Comment 22 Lee Trager 2006-09-27 18:06:47 UTC
This was in one of the mm-sources(forgot which version) but was taken out
because apparently it made was some unable to resume from sleep. On a side note
about a week ago my dad came home with an IBM Thinkpad T40(same as mine) and had
Fedora Core 5 installed on it, with HPA(according to boot dmesg). Resume works
fine on this laptop using the redhat sources. I have been unable to check out
the redhat source on my laptop since I just started college.

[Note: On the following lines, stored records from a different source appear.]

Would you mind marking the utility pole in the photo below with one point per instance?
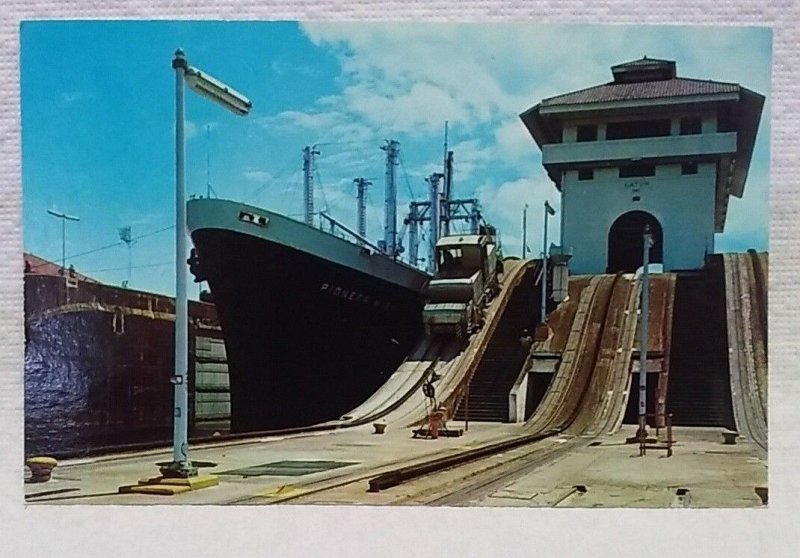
(643, 323)
(308, 183)
(125, 236)
(64, 218)
(525, 231)
(433, 180)
(392, 149)
(413, 233)
(547, 211)
(361, 187)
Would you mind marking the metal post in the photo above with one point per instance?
(390, 207)
(64, 245)
(180, 446)
(413, 234)
(361, 187)
(308, 183)
(433, 180)
(643, 322)
(64, 218)
(524, 231)
(547, 211)
(466, 408)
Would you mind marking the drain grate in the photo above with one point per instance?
(288, 468)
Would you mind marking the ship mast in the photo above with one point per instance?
(436, 203)
(361, 186)
(308, 183)
(448, 185)
(392, 149)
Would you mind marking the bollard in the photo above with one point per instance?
(41, 468)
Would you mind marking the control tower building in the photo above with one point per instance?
(648, 148)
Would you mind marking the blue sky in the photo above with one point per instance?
(98, 121)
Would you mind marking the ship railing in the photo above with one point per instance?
(358, 238)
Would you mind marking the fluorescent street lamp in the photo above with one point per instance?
(237, 103)
(643, 323)
(548, 210)
(64, 218)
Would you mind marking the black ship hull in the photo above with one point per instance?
(307, 339)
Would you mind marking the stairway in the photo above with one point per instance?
(504, 356)
(699, 385)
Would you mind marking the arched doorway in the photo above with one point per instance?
(625, 242)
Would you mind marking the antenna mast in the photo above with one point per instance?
(208, 161)
(436, 203)
(308, 183)
(392, 149)
(361, 186)
(125, 236)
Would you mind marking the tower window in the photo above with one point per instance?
(691, 125)
(638, 129)
(587, 132)
(629, 171)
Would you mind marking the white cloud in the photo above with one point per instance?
(410, 78)
(260, 176)
(504, 204)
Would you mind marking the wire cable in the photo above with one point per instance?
(107, 246)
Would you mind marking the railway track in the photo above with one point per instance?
(745, 294)
(398, 401)
(585, 402)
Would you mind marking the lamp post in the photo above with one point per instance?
(525, 231)
(548, 210)
(220, 93)
(64, 218)
(644, 317)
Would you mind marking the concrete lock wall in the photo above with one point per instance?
(682, 204)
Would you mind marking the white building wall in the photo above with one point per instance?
(682, 204)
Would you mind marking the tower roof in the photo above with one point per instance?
(652, 86)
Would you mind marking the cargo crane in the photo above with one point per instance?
(466, 281)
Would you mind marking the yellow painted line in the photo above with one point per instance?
(170, 486)
(284, 491)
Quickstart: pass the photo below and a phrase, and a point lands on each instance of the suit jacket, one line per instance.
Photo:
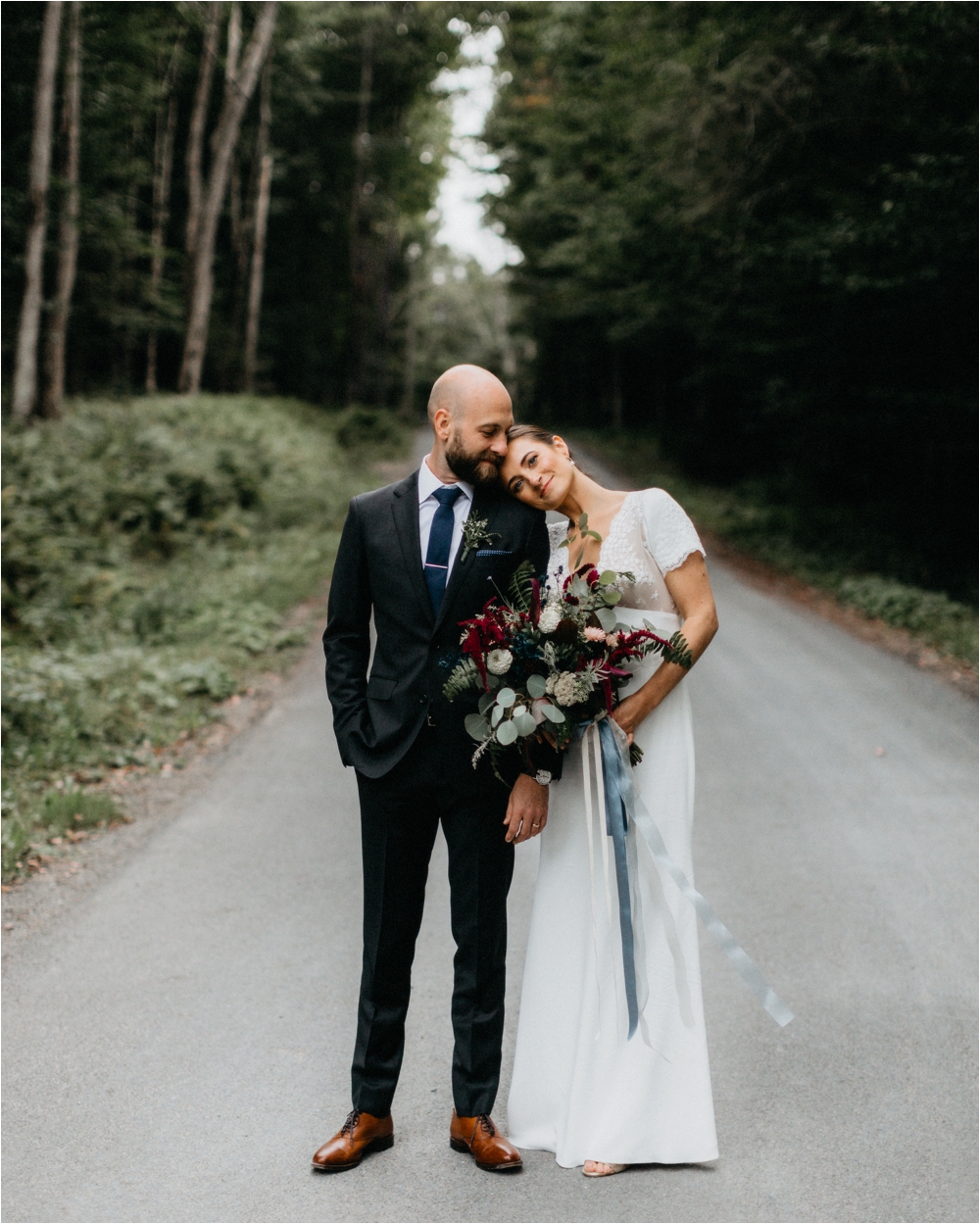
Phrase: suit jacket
(379, 569)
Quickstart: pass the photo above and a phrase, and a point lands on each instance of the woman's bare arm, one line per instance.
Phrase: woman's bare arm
(690, 589)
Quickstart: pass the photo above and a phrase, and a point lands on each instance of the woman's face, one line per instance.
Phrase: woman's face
(537, 473)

Hopefully when I
get some time I'll try it out. It would be great if some other people could test
this on different laptops even if they don't have the problem.
Comment 23 Pavel Kysilka 2006-11-14 12:07:55 UTC
Hi Lee,

i have this same problem with HPA. I retest your latest patch this week on my
ThinkPad A21m.
Comment 24 Eric Sandall 2007-04-13 12:09:28 UTC
Lee, the patch from Comment #20 fixes this problem for me, many thanks!

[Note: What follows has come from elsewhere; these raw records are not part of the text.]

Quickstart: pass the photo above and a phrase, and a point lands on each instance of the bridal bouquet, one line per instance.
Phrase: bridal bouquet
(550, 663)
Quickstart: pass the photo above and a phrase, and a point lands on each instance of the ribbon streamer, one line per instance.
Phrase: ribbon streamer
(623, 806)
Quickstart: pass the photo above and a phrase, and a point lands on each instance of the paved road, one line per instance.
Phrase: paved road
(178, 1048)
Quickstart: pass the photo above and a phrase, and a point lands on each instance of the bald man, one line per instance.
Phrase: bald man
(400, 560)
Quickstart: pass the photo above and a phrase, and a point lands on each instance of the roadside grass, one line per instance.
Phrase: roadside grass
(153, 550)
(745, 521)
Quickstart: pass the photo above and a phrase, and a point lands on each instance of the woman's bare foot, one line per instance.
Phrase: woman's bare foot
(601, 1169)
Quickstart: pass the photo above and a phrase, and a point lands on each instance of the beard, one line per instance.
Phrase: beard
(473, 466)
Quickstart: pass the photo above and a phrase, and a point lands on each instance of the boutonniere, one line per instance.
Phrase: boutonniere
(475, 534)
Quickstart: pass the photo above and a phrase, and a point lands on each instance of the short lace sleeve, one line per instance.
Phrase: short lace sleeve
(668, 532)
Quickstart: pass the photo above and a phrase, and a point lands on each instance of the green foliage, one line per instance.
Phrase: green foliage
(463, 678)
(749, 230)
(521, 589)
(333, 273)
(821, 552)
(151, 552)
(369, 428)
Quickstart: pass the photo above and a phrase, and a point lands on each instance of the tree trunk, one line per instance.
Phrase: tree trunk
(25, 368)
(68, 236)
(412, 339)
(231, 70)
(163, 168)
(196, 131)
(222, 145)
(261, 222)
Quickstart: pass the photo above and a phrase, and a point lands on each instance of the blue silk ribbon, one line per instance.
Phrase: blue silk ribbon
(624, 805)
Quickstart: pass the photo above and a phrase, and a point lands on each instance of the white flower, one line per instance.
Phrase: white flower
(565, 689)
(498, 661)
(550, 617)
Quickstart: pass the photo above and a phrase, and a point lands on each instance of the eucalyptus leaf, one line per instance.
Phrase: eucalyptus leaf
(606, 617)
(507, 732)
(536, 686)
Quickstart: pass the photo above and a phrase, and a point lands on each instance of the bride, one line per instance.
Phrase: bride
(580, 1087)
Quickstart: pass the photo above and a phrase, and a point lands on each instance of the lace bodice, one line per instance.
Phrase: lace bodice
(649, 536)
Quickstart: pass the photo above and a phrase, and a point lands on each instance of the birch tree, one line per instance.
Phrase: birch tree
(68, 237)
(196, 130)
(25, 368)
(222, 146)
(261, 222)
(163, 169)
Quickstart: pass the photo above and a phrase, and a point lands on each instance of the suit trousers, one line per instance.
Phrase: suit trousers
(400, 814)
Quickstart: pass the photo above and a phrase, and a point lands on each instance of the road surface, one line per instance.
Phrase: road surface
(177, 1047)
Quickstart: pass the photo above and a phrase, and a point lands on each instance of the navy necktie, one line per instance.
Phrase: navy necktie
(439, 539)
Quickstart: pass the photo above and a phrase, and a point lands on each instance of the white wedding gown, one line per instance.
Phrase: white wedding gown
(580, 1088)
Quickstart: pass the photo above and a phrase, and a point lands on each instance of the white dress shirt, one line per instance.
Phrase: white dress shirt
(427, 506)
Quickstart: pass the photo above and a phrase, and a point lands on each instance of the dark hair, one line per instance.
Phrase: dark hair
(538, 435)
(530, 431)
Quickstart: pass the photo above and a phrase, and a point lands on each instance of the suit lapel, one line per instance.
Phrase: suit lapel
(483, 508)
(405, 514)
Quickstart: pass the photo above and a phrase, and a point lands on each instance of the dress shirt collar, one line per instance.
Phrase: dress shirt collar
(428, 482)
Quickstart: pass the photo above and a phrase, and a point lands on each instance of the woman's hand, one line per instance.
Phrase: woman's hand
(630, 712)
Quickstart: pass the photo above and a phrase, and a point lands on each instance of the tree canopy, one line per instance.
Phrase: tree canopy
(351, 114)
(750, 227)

Comment 25 Eric Sandall 2007-04-26 09:17:58 UTC
Resume fails in 2.6.20 as well, but the patch does not apply cleanly to test it:
root@thunk:[linux-2.6.21]# patch -p1 < ../ibm-hpa.patch 
patching file include/linux/ide.h
Hunk #1 succeeded at 1005 (offset 18 lines).
patching file drivers/ide/ide.c
Hunk #1 FAILED at 1229.
Hunk #2 succeeded at 1281 (offset 37 lines).

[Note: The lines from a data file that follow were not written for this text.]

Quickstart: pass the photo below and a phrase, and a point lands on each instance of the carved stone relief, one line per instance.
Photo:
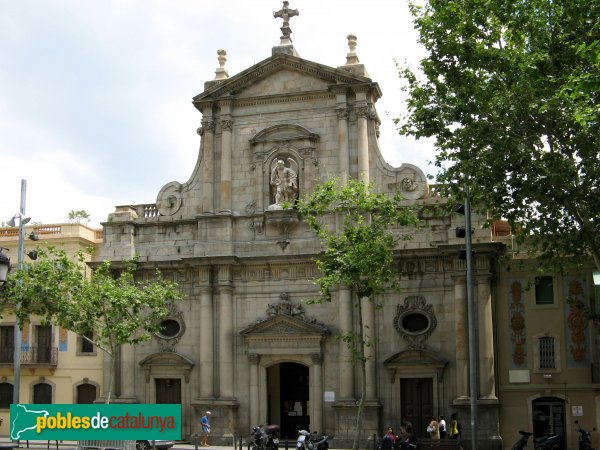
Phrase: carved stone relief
(173, 329)
(415, 321)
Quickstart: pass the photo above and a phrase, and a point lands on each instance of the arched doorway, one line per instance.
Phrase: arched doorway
(548, 417)
(289, 397)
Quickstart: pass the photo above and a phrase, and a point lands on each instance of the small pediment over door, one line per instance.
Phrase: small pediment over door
(283, 333)
(166, 363)
(416, 361)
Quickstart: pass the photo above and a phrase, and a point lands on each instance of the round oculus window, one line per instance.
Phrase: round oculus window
(415, 323)
(170, 328)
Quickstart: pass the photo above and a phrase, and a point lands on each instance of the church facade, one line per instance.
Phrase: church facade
(244, 344)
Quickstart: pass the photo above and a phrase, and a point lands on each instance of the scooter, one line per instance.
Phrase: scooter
(553, 442)
(306, 441)
(264, 438)
(585, 438)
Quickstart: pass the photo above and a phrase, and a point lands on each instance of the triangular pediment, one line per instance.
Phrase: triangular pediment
(273, 75)
(415, 358)
(283, 324)
(285, 334)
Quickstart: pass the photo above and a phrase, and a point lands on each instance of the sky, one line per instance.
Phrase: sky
(95, 96)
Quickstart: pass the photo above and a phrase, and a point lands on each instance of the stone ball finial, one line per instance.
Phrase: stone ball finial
(222, 57)
(352, 42)
(351, 57)
(221, 72)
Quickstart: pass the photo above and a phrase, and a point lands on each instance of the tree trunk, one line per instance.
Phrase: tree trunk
(111, 375)
(363, 382)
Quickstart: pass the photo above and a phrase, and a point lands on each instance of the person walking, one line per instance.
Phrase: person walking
(442, 427)
(433, 428)
(454, 432)
(205, 423)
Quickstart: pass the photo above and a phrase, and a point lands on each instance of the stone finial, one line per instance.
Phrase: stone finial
(351, 57)
(221, 72)
(286, 13)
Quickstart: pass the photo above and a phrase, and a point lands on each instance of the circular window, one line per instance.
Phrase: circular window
(415, 323)
(170, 328)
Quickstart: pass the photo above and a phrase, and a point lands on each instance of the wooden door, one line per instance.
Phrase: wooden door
(168, 390)
(416, 400)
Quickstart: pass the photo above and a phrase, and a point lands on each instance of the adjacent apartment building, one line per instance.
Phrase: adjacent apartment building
(57, 366)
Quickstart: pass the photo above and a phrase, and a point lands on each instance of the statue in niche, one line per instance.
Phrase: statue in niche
(284, 181)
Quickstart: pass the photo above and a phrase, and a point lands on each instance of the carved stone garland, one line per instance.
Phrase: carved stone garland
(415, 304)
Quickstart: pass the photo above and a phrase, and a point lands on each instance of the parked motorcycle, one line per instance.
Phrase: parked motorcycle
(306, 441)
(409, 442)
(552, 442)
(264, 437)
(585, 438)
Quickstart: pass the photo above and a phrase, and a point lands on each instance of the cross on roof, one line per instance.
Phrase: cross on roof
(285, 13)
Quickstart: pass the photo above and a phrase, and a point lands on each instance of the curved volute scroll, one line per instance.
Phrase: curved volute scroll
(411, 181)
(169, 199)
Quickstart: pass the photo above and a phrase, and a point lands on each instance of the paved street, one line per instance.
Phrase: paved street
(72, 445)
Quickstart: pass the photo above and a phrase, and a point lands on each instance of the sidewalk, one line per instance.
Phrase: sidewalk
(72, 445)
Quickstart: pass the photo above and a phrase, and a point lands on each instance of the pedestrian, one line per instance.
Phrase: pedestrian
(389, 439)
(433, 428)
(407, 424)
(454, 432)
(205, 423)
(442, 427)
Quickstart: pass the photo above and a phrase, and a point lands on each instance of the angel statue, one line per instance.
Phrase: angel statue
(285, 183)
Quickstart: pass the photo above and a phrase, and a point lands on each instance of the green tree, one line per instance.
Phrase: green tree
(509, 90)
(109, 304)
(78, 216)
(358, 253)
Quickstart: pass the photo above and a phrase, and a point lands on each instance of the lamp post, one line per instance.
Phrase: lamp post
(21, 253)
(473, 368)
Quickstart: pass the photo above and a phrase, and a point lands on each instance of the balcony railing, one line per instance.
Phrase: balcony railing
(43, 356)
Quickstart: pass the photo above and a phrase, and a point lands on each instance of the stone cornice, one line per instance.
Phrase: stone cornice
(264, 68)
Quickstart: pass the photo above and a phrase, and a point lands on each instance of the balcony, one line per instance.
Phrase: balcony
(31, 356)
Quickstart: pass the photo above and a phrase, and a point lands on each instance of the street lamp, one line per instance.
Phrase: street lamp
(466, 232)
(21, 253)
(4, 266)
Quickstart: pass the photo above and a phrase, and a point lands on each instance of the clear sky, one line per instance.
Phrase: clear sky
(95, 96)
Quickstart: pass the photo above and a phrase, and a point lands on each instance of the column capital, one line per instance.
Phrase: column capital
(226, 124)
(342, 112)
(208, 125)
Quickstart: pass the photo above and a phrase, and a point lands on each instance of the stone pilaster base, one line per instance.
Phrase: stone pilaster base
(488, 423)
(346, 414)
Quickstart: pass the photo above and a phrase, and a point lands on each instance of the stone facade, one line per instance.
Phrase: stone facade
(244, 343)
(56, 365)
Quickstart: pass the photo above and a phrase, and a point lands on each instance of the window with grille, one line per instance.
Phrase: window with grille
(85, 345)
(42, 393)
(544, 290)
(547, 358)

1 out of 2 hunks FAILED -- saving rejects to file drivers/ide/ide.c.rej
patching file drivers/ide/ide-disk.c
Comment 26 Lee Trager 2007-05-01 00:12:14 UTC
Created attachment 11355 [details]
Patch for 2.6.21

I updated the patch for 2.6.21 and have tested it for a day, it works just the
same as the old one does. If this patch continues to work for you guys tell me
and I'll resubmit it to the kernel.

As for libata, I'll try to port this patch over when I get a chance, currently
I'm swamped at school and don't have the time to figure it out.
Comment 27 Eric Johnson 2007-05-01 09:22:00 UTC
For each "stable" release of the "gentoo-sources" of the kernel, I have applied
this patch, and resume works.  Thats for 2.6.17 - 2.6.20, which I just upgraded
to yesterday.  Absent the patch, resume from sleep eventually triggers failures.
Comment 28 Eric Sandall 2007-05-02 09:11:14 UTC
The patch in Comment #26 applies cleanly to 2.6.21 and 2.6.21.1 and allows me to
resume after suspending, thanks Lee!
Comment 29 Lee Trager 2007-05-12 13:50:40 UTC
I've submitted the patch into the kernel on the LKML(linux-ide). We'll see if it
gets in.
Comment 30 Rafael J. Wysocki 2007-05-30 11:13:48 UTC
Can you please give us a link to the patch?
Comment 31 Rafael J. Wysocki 2007-05-31 09:52:20 UTC
Sorry, I meant a link to the LKML post with the patch, if that's not a problem.
Comment 32 Rafael J. Wysocki 2007-06-18 10:24:14 UTC
The Lee's patch has been merged before 2.6.22-rc5, AFAICS.

I'm closing the bug, please reopen if necessary.